Мы с мужиками прикинули на трезвую голову: от конторы до нашей деревни рукой подать, это как большущая каменюга вдарит, да не приведи Господи ночью…Не у всех родственники в Канаде, у нас с отцом их точно нет. Колхозник не какой-то пролетарий, тот спросонья цепь схватит свою пролетарскую и бежать, а у колхозника добра до выгребу, порошины жаль. И началось!
Сам видел, как соседка вылетела на крыльцо голая, руки заламывает:
– Господи-ии! Да что же такое? Иванушко, выкатывай мотоцикл! Бежим!
Я топорище в сарайке тесал, после такого вопля не до топорища стало, всё нутро встряхнулось. У соседей хоть мотоцикл есть, я на чем побегу, на стельной корове?.. Комета ты, комета, ни раньше, ни после понесло тебя на нашу деревню. Нет бы валиться на соседний колхоз, или на райком партии… В избу кинулся, туда-сюда, барахла много накопили, надо бы всё спасать, а чего самое дорогое? На жену рявкнул, та давай в мешки чугуны, чашки-ложки складывать. Отец в годах, с клюшкой по деревне ходил, вроде нога прибаливает – степенство себе заводил, тут видит – не до степенства, про клюшку забыл, тащит из клети тулуп, валенки. Кричит мне, чтобы изничтожал всё, что унести не сможем, такой приказ в войну был товарища Сталина. Я трезвый был, а ум будто ветром унесло. Стол ломаю, жена ревёт да перины вспарывает, бабка на коленях стоит перед иконой… Люди ладно, существа умные, и петух одурел: кур загнал в сарайку и раздевает бедных. Кот Мурзик отомстить решил напоследок псу Шарику, вцепился лапищами в морду… Мать хватилась – поросёнок некормленый, а отец нож, в тряпку завернутый, с полатей достаёт.
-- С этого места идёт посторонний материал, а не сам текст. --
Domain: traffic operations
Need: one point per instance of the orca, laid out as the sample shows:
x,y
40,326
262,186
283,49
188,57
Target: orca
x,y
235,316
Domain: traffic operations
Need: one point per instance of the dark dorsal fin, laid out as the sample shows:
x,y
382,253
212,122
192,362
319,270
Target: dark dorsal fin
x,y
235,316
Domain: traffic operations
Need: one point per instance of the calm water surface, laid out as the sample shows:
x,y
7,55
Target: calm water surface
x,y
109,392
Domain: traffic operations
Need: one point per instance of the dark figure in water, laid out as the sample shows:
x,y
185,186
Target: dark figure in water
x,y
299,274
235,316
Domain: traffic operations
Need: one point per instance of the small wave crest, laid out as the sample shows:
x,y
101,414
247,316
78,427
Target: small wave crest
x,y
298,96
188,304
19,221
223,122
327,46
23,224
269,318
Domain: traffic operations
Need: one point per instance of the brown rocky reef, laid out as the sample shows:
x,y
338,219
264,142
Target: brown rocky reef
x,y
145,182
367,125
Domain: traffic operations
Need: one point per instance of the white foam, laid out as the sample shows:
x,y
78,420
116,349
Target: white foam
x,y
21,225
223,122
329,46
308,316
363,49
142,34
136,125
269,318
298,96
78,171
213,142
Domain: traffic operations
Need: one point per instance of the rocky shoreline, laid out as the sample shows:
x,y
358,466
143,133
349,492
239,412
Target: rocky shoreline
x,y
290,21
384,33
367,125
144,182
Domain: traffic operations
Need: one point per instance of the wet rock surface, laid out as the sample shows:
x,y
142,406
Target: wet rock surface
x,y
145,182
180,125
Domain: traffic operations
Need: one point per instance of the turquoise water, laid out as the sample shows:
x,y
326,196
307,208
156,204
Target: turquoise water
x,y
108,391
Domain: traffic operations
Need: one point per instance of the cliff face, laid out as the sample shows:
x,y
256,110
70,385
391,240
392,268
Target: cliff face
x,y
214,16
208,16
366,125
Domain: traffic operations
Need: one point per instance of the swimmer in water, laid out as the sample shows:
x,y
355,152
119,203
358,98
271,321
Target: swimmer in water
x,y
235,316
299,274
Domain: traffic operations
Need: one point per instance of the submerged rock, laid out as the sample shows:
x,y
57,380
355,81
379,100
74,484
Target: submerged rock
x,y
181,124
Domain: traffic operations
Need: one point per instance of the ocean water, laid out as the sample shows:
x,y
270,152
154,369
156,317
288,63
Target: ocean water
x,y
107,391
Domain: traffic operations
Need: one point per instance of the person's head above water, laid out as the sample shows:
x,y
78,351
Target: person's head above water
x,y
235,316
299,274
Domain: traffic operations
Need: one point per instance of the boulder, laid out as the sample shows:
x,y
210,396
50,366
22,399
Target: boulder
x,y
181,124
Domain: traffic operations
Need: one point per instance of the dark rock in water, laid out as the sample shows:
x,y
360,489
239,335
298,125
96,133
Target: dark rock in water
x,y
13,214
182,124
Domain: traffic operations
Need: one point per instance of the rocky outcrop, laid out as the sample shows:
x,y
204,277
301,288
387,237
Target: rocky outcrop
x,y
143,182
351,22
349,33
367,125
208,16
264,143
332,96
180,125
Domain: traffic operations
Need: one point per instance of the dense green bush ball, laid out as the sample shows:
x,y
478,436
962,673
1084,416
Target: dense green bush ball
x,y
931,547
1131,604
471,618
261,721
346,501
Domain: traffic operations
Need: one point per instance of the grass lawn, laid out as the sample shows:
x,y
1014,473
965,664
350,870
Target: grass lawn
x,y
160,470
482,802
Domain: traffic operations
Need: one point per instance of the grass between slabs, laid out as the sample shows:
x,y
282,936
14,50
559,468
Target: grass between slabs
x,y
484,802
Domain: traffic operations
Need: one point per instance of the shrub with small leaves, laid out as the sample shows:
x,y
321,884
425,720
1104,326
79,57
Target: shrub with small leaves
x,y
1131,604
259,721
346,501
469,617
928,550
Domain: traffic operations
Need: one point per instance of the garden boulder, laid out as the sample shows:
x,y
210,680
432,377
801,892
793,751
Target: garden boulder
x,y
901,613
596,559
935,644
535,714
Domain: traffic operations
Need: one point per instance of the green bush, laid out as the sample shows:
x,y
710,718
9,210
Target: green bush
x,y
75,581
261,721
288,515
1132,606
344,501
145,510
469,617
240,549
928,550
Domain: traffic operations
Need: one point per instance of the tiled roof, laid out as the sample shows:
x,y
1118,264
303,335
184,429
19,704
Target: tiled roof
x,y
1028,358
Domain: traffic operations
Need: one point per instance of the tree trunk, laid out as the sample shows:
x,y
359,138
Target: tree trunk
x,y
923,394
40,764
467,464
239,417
Ничего врагу не оставим!
Шевельнулась деревня: эвакуация! Косоглазая Палагея во всех бедах сразу обвинила бригадира. Будто видение ей было: лысина у бригадира волосом покрылась, раньше вылитый был Никита Сергеевич Хрущев, а теперь негра черная. Бригадир с реки шёл, белье выстиранное на коромысле нёс, Палагея и налетела, покажи да покажи. Отбивается бригадир, корзины кинул со страху под ивовый куст и бежать. Не первый раз Палагея домогается, чего-то показать просит.
Свист по деревне, крики да вой. Выскакиваем всей семьей, глазам не верим: голь на выдумку хитра – дядька Демид козу в дровни запряг, телевизор кинул и галопом пошёл. Он такой этот Демид, примаком в дом взят, как в готовый лапоть ступил, тещиного добра не жаль. Мы вот с отцом своим горбом богатство завели, гвоздь ржавый в углу торчит да он наш гвоздь-то.
– Скатерть взяли?.. А дугу?.. Устюгскую, выездную!!
– Отец, дозволь печь опрокину! – кричу отцу.
– До экой поры не опрокинул?!
Вроде собрались, увязались, много чего из вещей изломали, изорвали. Спасибо товарищу Сталину, подсказал в трудную минуту.
– Давай ходчее!
– Избу запаливать? – кричу отцу.
– Избу?.. Не-е, оставим врагам клопов и тараканов!
Мимо дома Саввы Лягушонкова проносимся, и отец, и я неладное замечаем: Савва веревку на березе приспосабливает, видно решил покончить с колхозной жизнью. Баба у него визжит, без мужика дров не привезти, не то, что рыжиков принести.